You are viewing a plain text version of this content. The canonical link for it is here.
Posted to java-user@lucene.apache.org by Madhu <ma...@sraindia.com> on 2007/08/30 14:54:01 UTC

Lucene indexing for pdf files

Hi all...

i am indexing pdf document using pdfbox 7.4, its working fine for some pdf
files. for japanese pdf files its giving the below exception.

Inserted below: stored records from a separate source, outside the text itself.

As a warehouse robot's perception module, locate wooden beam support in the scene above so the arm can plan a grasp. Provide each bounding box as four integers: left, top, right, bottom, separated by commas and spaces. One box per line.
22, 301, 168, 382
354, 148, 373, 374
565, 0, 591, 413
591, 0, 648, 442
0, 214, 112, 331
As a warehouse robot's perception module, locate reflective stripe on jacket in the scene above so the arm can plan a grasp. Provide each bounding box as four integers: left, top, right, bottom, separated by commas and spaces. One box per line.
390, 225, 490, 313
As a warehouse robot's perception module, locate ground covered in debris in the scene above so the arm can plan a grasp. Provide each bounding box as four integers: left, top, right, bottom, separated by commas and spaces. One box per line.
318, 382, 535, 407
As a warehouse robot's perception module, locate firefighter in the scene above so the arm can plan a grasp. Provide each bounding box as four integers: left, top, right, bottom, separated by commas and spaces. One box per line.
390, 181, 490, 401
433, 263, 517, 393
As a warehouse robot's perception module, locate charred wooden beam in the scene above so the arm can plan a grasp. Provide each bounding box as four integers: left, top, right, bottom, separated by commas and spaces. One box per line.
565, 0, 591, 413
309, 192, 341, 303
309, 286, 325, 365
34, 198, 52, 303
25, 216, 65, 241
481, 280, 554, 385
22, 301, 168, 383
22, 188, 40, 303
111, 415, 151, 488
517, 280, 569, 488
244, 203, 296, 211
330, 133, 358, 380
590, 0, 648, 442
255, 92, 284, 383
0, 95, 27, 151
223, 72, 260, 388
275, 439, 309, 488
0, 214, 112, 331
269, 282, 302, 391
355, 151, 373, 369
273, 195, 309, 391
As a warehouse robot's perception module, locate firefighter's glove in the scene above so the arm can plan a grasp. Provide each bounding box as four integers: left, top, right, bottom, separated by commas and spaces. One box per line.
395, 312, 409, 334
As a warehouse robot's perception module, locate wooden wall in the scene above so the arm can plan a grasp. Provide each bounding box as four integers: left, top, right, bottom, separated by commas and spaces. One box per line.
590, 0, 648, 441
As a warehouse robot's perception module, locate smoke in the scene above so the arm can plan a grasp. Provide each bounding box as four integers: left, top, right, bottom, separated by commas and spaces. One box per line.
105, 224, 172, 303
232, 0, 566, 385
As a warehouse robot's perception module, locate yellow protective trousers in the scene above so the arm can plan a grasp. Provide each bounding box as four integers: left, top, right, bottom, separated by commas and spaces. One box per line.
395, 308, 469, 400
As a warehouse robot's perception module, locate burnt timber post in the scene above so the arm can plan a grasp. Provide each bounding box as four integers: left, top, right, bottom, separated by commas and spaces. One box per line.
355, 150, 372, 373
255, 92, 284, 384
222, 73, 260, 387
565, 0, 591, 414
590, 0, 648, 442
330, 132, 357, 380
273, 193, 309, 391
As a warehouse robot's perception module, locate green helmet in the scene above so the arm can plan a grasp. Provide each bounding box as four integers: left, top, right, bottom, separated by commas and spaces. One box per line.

caught a class java.io.IOException
 with message: Unknown encoding for 'UniJIS-UCS2-H'

Can any one help me , how to set the encoding while reading pdf files.

Regards,
Madhu



---------------------------------------------------------------------
To unsubscribe, e-mail: java-user-unsubscribe@lucene.apache.org
For additional commands, e-mail: java-user-help@lucene.apache.org


Re: Lucene indexing for pdf files

Posted by Steven Rowe <sa...@syr.edu>.
Hi Madhu,

Madhu wrote:
> i am indexing pdf document using pdfbox 7.4, its working fine for some pdf
> files. for japanese pdf files its giving the below exception.
> 
> caught a class java.io.IOException
>  with message: Unknown encoding for 'UniJIS-UCS2-H'
> 
> Can any one help me , how to set the encoding while reading pdf files.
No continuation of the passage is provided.